I came up with a pretty terrible solution to handle both of these cases. First, I built a chunk
function which take a list of things and a chunk_size
, then returns a list of lists where the nested lists are at most the chunk_size
length. "What about the 'aggregated size of all range keys' error you talked about...?" For that case, each chunk from the previous function was handed to a chunk_by_bytes
function. This function is given a list of items to chunk, a field name to chunk by, and a maximum size of the concatenation of all values of that field from the given list. It returns a list of one or more lists where the concatenation of the given field does not exceed the given size. This approach was good enough to resolve the errors seen, except for the cases where a single record was too large. But for those cases, the data is just dropped, and logged out so it can be reviewed later.

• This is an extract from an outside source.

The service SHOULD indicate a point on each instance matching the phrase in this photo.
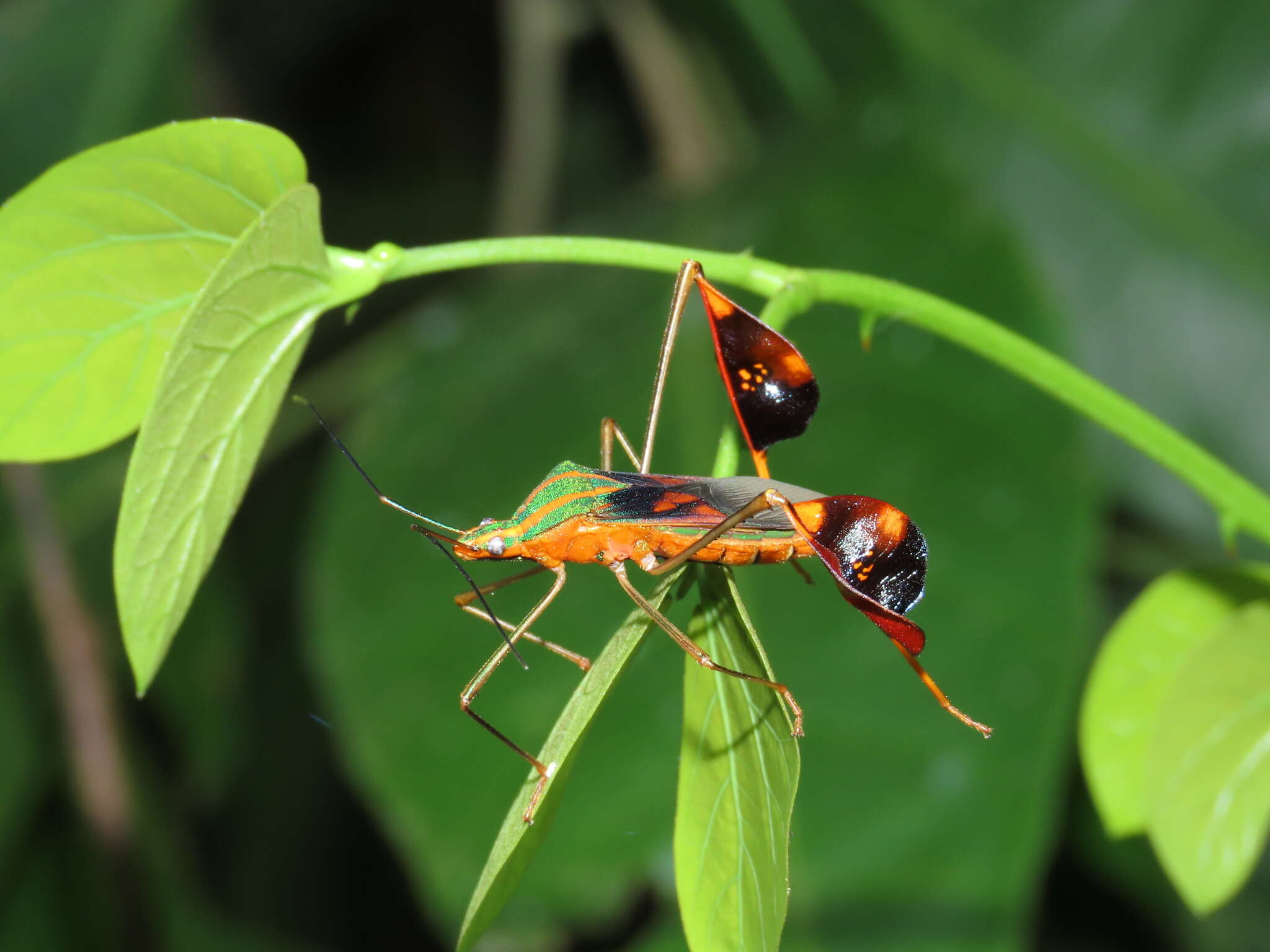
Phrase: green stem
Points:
(1236, 500)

So this just leads to another RTFM moment. Partition keys (hash key) can be at most 2048 bytes while sort keys (range key) can be at most 1024 bytes. Don't forget that a DynamoDB item can only be as large as 400 kilobytes, which includes the name(s) of your attribute(s) in UTF-8 encoding. This is important to keep in mind, especially if you attempt to save entire Google Vision API results to a single DynamoDB record, and just swallow exceptions without reporting them, as a coworker of mine discovered recently while building a prototype.
In conclusion
Every technology you touch imposes its own limits on your data. You must work to make sure your data can conform to these limits, or ensure your data can be encoded in some way as to fit within the limits. If you take the route of encoding data, it will be simple for your application to decode. But the downside is that this reduces the ability to search or query the data that is encoded. This also means that your records are much more difficult to work with and use for debugging if a human needs to interact with the data. Your use case and the need for debuggability will determine whether the data should or could be reformatted, rejected, or encoded, and which approach will work best for you, your team, and your application. Personally I would be as transparent as possible, and only keep "good" data in a format that's easy to read for machine and human, as well as mock. Anything else will likely make debugging and observability difficult or impossible.